"Meti o peito em Goiás
e canto como ninguém.
Canto as pedras,
canto as águas,
as lavadeiras, também"
(Cora Coralina: Cantoria)
Ao lusco-fusco da tardinha ninguém a via, mas sabia que ela vinha vindo
por causa de uma trouxa de roupas se deslocando "solta" no espaço,
tão esquelético era o corpo que a sustinha sobre a cabeça.
Tinha pavor de alma penada, embora o seu próprio vulto sugerisse uma
destas. Chamava-se Clementina, mas a vida não teve clemência alguma
para com ela. A impressão que se tinha era que nunca nascera, nem tivera
juventude; que sempre fora aquela mesma, pois os anos se passavam e nada nela
se modificava - nem mesmo a roupa que vestia. A tez era enrugada como a de um
cadáver de campo de concentração; a boca funda pela ausência
de dentes e pela magreza intensa, lembrava a de um funil ou o ralo de um lavatório.
Quando ventava forte, as pessoas temiam que ela fosse levada como uma folha
caduca de outono.
Não obstante esta aparente fragilidade, sobrevivia de lavar e passar
roupas. Caprichava no seu ofício. Começava com uma primeira lavada,
molhava a roupa suja na beira do rio, torcia o pano, molhava-o de novo, voltava
a torcer. Colocava o anil, ensaboava e torcia várias vezes. Depois enxaguava,
dando mais uma molhada. Batia o pano na pedra, e dava mais uma torcida e mais
outra, até não pingar do pano uma só gota. Somente depois
de feito tudo isso é que dependurava a roupa lavada na corda para secar.
Jamais ouviu falar em passar roupas a eletricidade. Sequer conhecia o significado
dessa palavra e nunca dela usufruiu qualquer benefício; nem mesmo o efeito
luminoso de uma mísera lâmpada incandescente. A passagem da roupa
era um afã ainda mais penoso do que a lavagem. O ferro era um tosco artefato
que parecia pesar tanto quanto ela e sacolejava cheio de carvão incandescente;
tinha de ficar quente a ponto de crestar a sua pele, tão fina que mais
se assemelhava a um pergaminho, mesmo que ela tomasse precaução
e dele guardasse uma certa distância. Para esquentá-lo tinha de
assoprar através de uma pequena janela traseira aberta especialmente
para este fim. O teste para avaliar a temperatura ideal era feito através
do toque da ponta de um dedo umedecido em saliva. Se chiasse um pouco, pronto,
estava na temperatura ideal. Quando passava disto, a ponta do seu indicador
só não luzia como um vaga-lume, mas resultava carbonizada tal
qual a cabeça de um palito de fósforo recém-usado. Sua
única reação era um "ai" mal sussurrado seguido
da introdução do dedo na boca para aliviar a dor da queimadura.
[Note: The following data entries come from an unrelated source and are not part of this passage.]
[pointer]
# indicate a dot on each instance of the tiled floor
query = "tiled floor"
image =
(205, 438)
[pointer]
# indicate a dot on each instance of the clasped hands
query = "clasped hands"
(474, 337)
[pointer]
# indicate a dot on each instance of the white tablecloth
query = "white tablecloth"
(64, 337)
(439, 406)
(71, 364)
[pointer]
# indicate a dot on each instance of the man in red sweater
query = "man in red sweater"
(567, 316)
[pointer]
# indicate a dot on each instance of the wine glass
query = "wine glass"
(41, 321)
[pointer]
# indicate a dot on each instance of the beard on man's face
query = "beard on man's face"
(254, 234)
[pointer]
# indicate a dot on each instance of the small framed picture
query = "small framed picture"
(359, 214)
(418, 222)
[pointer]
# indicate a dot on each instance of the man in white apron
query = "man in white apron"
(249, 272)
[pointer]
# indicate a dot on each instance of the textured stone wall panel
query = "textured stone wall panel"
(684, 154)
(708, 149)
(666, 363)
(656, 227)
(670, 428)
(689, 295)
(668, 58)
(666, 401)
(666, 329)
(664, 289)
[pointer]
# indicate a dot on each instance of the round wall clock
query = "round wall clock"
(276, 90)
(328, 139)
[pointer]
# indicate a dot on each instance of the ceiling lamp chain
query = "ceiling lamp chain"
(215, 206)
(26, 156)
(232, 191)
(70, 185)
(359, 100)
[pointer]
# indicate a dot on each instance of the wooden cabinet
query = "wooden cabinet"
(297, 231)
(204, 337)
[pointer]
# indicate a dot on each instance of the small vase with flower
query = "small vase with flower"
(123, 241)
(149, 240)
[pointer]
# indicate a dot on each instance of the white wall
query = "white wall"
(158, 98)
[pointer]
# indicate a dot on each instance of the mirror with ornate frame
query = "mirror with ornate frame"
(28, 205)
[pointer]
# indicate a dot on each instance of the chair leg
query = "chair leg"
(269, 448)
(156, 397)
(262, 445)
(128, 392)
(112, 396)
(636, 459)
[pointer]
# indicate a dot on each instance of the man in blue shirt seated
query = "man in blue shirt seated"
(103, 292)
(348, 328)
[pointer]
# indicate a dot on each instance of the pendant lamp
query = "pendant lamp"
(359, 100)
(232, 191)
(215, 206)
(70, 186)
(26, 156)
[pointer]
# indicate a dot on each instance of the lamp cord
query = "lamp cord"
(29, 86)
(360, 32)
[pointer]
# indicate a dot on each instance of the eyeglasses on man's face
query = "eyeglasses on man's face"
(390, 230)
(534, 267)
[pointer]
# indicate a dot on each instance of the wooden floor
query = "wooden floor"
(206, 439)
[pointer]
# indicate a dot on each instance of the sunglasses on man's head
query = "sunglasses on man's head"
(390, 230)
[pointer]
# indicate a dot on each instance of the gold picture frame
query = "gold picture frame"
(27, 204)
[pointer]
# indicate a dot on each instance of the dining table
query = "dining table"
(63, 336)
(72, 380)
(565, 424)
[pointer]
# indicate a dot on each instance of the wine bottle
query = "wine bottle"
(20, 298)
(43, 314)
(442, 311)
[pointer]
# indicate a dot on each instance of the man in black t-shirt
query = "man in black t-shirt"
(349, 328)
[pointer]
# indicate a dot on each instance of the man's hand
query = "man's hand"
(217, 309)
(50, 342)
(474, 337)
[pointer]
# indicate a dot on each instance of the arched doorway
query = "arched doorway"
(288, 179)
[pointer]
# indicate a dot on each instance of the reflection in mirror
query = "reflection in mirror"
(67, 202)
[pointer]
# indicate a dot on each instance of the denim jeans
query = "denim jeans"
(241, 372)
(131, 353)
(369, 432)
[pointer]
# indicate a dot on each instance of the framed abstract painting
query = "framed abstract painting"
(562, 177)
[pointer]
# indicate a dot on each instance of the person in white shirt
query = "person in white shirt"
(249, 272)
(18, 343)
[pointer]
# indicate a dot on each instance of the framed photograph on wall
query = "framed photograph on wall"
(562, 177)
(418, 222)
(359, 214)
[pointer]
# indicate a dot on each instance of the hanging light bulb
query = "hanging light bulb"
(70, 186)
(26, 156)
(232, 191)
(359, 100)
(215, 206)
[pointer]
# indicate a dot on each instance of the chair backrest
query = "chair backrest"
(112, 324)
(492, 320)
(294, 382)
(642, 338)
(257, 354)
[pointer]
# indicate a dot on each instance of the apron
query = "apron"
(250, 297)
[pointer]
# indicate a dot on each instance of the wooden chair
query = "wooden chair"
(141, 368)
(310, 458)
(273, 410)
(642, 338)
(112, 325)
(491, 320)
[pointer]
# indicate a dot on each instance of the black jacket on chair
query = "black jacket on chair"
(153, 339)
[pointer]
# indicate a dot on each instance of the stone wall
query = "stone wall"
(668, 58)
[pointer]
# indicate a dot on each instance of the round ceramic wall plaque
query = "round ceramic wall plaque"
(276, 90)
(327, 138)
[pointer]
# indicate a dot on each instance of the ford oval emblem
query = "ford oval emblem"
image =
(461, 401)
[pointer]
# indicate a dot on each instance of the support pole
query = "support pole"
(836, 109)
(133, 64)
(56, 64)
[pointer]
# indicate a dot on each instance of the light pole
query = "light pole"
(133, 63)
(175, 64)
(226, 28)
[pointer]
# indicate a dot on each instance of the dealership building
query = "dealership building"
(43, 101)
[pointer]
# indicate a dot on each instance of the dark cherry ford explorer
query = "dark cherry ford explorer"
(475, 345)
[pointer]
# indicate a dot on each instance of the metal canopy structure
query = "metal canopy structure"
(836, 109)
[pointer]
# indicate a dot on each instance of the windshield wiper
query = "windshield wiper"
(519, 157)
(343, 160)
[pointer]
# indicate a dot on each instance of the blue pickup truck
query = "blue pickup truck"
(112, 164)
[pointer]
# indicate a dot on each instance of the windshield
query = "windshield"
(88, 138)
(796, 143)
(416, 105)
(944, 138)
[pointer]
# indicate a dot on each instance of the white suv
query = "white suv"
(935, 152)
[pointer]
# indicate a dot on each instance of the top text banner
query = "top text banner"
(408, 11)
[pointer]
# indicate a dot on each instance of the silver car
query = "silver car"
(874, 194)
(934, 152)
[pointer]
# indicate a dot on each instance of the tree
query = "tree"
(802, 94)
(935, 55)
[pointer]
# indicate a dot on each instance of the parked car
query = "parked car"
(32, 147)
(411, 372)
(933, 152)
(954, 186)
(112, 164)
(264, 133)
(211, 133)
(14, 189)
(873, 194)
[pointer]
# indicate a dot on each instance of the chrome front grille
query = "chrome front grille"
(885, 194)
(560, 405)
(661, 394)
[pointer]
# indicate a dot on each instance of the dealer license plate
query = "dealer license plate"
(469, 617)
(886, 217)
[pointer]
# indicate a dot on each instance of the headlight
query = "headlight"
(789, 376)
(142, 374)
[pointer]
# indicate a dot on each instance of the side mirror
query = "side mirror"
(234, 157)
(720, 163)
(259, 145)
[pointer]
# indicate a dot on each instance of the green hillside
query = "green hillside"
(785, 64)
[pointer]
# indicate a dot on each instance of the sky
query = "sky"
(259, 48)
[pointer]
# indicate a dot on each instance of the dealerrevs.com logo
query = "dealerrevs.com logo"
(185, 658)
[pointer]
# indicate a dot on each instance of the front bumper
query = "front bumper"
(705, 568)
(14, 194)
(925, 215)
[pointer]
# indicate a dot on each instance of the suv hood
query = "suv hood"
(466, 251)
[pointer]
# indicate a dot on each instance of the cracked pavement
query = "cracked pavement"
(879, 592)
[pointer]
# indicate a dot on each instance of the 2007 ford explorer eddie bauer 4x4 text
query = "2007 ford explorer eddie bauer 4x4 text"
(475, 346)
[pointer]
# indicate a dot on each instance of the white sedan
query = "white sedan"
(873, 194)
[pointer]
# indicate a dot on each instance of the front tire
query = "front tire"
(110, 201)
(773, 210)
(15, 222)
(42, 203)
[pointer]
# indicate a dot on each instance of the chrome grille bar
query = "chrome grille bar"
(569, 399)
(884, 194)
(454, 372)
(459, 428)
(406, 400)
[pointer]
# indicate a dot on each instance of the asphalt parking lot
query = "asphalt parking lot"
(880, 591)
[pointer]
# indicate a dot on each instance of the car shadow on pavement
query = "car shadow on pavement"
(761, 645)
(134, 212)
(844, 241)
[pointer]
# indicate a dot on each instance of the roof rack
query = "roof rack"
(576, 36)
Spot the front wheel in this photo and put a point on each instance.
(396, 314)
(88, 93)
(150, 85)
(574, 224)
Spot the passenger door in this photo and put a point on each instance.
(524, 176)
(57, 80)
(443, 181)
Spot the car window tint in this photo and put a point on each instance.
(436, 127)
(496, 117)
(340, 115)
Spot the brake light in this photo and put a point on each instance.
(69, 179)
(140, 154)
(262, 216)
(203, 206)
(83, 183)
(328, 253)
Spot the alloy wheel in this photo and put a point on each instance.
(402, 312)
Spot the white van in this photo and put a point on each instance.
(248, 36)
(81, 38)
E eram peças e mais peças. Havia ternos, camisas, calças,
vestidos, anáguas, combinações; às vezes, até
rede ela lavava. Ninguém entendia de onde aqueles vestígios de
carne e ossos retiravam tanta energia. Só podia ser algo sobrenatural
que utilizava aquele corpo tão frágil como instrumento da sua
força, do mesmo modo que o Senhor tomou o ventre da Virgem para gerar
o Seu Filho. Quantas vezes vestíamos aquelas roupas lavadas e passadas
pela Clementina sem ter a menor idéia do quanto aquilo lhe custara. Talvez
avaliássemos o resultado do seu trabalho, não pela alvura das
peças brancas, pelo engomado dos colarinhos ou pelos vincos perfeitos
que ela deixava nas calças, senão pela miséria que ela
recebia em troca.
Assim como ninguém nunca ouviu falar do seu passado, do mesmo modo jamais
alguém soube como foi o seu fim. A única coisa que se sabe ao
certo é que ela não morreu. Deve ter se encantado, transformando-se
num beija-flor, numa borboleta, numa rosa ou noutro ser tão imponderável
quanto ela. Ou então subiu aos Céus carregada pelos anjos de Deus.